The park protects 22 square miles of forested wetland in the Great Dismal Swamp, the largest remaining swamp in the eastern United States. Historically, the swamp was much wetter than what you see today. Extensive ditching and logging have changed its character over the past 200 years. Today's Dismal is dominated by red maple in place of the bald cypress and tupelos that once flourished here. But make no mistake the Dismal Swamp is still an area of great natural significance.
Butterflies abound in the Dismal. Forty-three species have been identified in the park so far. Huge numbers of Palamedes and zebra swallowtails can be found 'puddling' along the roads during certain times of the year. Tiger swallowtails, Atlantic holly azures, and variegated fritillaries are also present in large numbers.
Early European settlers encountered a very different Great Dismal Swamp than the one we see today. In the late 1600s, the Dismal was a vast wetland, covering about 1.28 million acres. It stretched from the James River in Virginia to the Albemarle Sound in North Carolina. For centuries, Native Americans used the Swamp as hunting and fishing grounds but found it too wet to make homes there.

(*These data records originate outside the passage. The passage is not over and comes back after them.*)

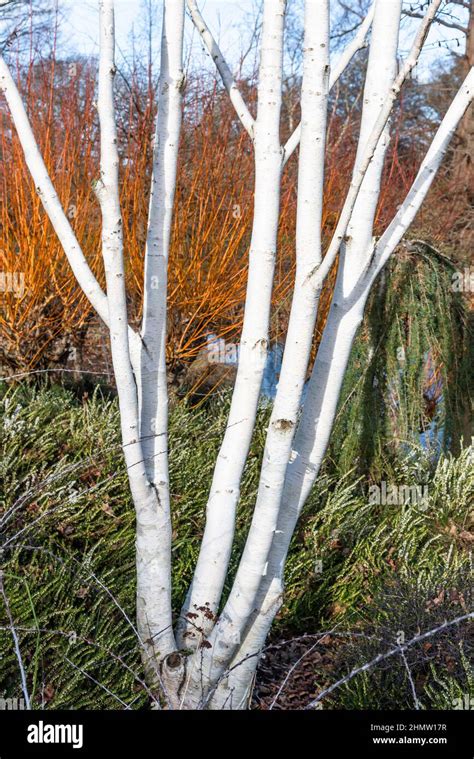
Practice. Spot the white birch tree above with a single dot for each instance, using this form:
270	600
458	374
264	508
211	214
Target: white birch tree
207	657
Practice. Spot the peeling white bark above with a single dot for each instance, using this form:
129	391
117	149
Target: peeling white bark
153	560
153	386
214	556
219	674
299	339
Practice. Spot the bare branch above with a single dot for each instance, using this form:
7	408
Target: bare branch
248	122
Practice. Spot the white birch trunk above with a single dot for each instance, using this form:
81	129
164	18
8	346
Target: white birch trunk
214	556
220	675
230	629
153	562
153	387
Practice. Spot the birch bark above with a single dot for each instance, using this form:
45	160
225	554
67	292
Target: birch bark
211	569
153	576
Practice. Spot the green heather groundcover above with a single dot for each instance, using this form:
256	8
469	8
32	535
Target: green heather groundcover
355	565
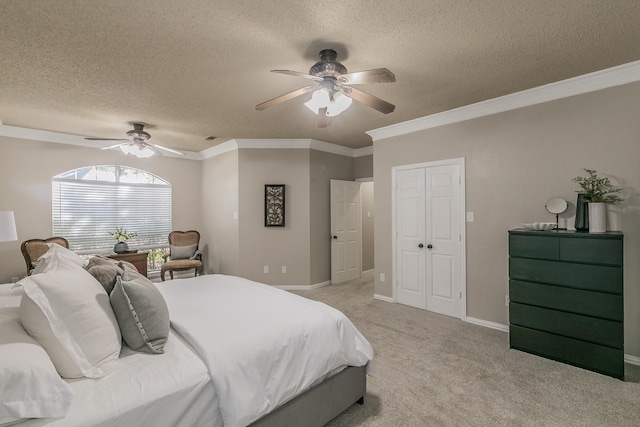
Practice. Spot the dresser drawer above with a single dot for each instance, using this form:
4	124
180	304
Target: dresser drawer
598	358
597	304
580	276
534	246
587	328
592	251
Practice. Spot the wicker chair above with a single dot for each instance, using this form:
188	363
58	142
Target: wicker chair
183	253
34	248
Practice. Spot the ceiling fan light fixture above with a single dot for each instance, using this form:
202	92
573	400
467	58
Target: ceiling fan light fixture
338	104
319	99
137	150
335	104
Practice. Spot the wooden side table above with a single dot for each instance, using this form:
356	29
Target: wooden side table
138	259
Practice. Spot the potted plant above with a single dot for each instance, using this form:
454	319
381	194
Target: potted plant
597	192
121	237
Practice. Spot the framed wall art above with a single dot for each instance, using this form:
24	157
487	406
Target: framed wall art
274	205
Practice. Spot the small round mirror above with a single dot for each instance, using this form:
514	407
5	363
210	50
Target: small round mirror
556	205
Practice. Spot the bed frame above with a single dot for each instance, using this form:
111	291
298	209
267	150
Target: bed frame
321	403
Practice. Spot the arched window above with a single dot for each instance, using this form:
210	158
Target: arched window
90	202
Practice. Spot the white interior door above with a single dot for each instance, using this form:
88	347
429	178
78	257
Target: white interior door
429	249
346	232
443	240
410	230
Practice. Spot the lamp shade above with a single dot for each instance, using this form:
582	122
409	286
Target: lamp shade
7	227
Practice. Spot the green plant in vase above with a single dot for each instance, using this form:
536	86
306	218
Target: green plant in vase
121	235
597	192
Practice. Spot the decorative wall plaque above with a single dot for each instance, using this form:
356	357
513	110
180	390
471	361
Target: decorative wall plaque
274	205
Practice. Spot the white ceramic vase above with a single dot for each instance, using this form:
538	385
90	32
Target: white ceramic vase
597	217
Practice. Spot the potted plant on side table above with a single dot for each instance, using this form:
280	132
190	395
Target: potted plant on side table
597	192
121	236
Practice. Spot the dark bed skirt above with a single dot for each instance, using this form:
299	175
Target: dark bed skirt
322	403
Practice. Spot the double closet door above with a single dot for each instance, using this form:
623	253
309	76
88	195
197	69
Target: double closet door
429	205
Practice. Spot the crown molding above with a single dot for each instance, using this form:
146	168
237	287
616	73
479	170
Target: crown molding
603	79
288	144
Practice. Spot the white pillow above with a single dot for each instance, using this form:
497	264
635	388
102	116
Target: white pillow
68	312
29	384
57	256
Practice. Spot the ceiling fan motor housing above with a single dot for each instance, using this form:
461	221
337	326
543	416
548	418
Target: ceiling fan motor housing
137	133
327	66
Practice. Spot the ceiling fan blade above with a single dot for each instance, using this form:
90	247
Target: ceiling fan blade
298	74
115	145
283	98
171	150
323	120
370	100
379	75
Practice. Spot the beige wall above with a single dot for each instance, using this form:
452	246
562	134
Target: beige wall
26	169
515	162
274	246
363	167
323	168
219	213
366	192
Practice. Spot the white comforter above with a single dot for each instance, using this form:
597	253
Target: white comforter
262	345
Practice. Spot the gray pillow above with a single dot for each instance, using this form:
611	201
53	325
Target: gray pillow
106	271
141	312
183	252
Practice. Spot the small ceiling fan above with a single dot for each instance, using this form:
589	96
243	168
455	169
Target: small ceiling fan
136	143
331	88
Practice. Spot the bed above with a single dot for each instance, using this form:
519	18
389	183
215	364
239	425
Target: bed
237	353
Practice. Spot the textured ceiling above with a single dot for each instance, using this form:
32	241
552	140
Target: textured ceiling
194	68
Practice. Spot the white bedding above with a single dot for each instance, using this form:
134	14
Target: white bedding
262	345
170	389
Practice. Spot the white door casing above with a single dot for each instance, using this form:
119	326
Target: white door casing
346	231
429	211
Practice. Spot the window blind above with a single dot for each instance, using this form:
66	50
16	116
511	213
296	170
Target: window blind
85	212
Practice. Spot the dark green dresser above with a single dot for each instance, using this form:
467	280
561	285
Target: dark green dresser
566	299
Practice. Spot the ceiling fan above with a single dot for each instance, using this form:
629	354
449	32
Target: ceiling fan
136	143
331	88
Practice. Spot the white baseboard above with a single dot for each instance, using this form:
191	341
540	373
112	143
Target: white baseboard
487	324
383	298
303	287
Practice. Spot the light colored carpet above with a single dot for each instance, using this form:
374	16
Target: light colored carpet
434	370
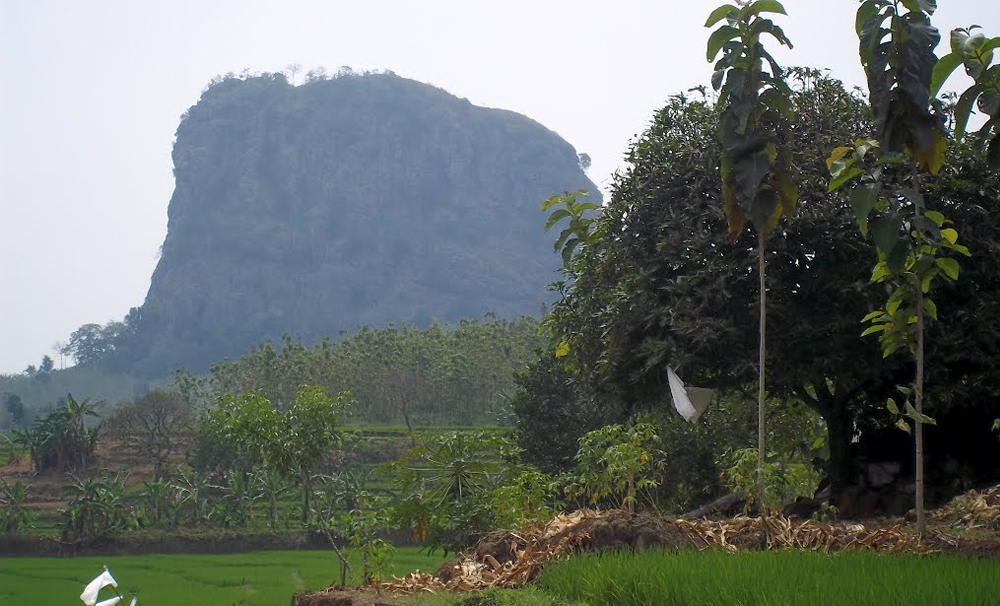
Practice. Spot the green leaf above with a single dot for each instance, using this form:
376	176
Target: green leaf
842	173
566	233
930	307
767	6
963	109
568	250
916	416
863	200
957	248
874	329
942	70
718	39
866	12
721	13
925	282
915	197
871	316
557	216
717	77
935	216
885	232
948	266
880	272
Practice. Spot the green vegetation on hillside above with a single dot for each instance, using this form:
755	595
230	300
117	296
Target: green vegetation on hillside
664	284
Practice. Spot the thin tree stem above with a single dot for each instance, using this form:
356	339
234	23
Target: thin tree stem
761	421
918	430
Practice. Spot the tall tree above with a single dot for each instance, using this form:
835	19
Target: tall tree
670	286
913	240
754	129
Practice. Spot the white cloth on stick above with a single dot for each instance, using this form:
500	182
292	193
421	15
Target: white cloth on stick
690	402
89	595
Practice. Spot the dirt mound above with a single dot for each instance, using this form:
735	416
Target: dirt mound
974	509
510	559
343	597
513	559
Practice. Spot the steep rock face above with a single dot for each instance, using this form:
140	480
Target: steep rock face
370	199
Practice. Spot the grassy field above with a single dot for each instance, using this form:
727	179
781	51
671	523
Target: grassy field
783	578
267	578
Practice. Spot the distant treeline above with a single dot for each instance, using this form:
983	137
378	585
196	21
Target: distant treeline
443	374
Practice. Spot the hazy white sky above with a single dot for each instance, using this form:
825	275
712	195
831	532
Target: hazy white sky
91	94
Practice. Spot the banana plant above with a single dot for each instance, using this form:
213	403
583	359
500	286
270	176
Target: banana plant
754	131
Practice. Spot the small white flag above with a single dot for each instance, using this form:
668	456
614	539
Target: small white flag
690	402
89	595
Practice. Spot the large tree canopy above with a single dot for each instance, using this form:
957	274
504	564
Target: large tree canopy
664	284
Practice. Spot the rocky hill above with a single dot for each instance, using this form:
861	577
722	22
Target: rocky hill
361	199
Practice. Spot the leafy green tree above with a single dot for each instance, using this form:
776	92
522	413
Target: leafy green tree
754	131
245	433
152	427
15	515
15	409
62	441
160	504
97	507
443	487
47	365
618	462
670	287
912	239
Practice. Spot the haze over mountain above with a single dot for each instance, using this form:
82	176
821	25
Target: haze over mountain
358	199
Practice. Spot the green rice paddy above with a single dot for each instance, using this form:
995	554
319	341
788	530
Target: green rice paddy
779	578
263	578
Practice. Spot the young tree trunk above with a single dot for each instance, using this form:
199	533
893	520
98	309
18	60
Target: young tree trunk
918	429
306	493
761	428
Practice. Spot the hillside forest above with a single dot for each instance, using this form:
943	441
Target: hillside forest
783	197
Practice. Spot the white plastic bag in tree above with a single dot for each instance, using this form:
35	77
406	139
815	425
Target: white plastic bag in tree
690	402
89	595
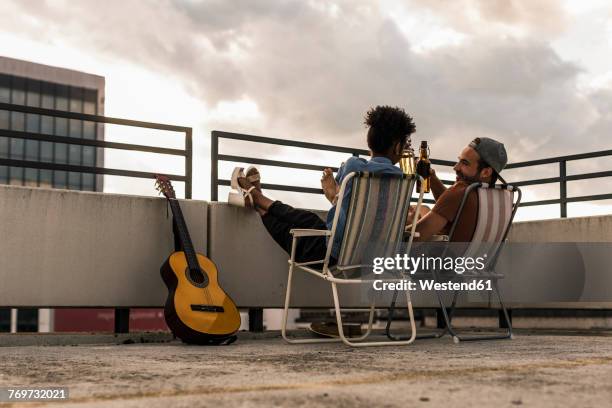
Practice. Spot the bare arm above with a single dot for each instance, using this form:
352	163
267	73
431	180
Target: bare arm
437	187
329	186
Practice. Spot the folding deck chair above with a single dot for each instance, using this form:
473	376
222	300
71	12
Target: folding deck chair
496	210
375	223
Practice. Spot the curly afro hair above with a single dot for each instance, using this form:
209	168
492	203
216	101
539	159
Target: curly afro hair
388	125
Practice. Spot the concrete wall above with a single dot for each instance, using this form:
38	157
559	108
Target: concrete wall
67	248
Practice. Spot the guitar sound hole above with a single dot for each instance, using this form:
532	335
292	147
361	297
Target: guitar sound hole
197	277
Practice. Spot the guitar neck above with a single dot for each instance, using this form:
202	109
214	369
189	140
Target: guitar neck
184	237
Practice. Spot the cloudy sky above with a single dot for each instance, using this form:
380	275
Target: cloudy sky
535	74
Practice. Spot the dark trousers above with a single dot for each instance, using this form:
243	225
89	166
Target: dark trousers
281	218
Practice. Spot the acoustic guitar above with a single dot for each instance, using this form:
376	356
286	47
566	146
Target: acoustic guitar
197	310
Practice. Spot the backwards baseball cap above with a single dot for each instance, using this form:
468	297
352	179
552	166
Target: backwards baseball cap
491	151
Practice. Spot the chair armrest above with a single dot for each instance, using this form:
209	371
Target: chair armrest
296	232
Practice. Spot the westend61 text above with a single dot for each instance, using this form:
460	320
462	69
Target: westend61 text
413	264
430	284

Some early explorers, such as William Byrd II, saw no value in swampland and thought it should be drained and converted to agricultural uses. The system of ditches criss-crossing Dismal was intended to carry water out, but this endeavor was only partially successful. Although the water table dropped significantly, the Swamp remained unsuitable as farmland, and so efforts then turned to harvesting timber. Cypress and cedar both could be used to make durable products with exceptional resistance to moisture. Cedar shingles were a very common product of the Swamp in the 1800s. By the 1880s, most hardwood trees had been logged out, but commercial logging continued into the 1960s. In 1972, the Nature Conservancy purchased land from timber companies and sold over 14,000 acres of that land to the State of North Carolina in 1974. For many years, the area was managed as the Dismal Swamp State Natural Area. Landlocked on three sides and bordered by the Canal on the fourth, access for the general public was limited. Following construction of the $1 million unique hydraulic swing bridge over the Canal and the Visitor Center, the Dismal Swamp State Park opened in 2008.
The Dismal Swamp Canal itself represents an important piece of American history. While the idea of a canal originated in the early 1700s, construction did not begin until 1793. Dug almost entirely by slaves, the Canal stretches 22 miles, from Deep Creek in Chesapeake, VA, to the town of South Mills, NC. The slaves forced to dig the channel by hand faced terrible working conditions waist-deep muck and peat, extreme summer heat, biting insects, and venomous snakes. On average, they were able to complete about 10 feet of the Canal each day, while their masters collected their wages for the work. In 1805, 12 years later, the Canal opened to boat traffic, but it was so narrow and shallow that only flat-bottomed barges called lighter boats or gondolas were able to traverse it. These lighter boats, however, were used extensively to move timber products out of the Swamp and off to market. You can see a replica lighter boat exhibit along Canal Road, about 0.7 miles from the Visitor Center.
The Dismal Swamp Canal changed private hands several times and fell into disrepair during the Civil War, while the Union and the Confederacy each fought to control this vital means of transporting supplies. Finally, in 1929, the United States government purchased the Canal for $500,000 and the Army Corps of Engineers widened and dredged it to its current width of about 50 feet and depth of about 9-12 feet.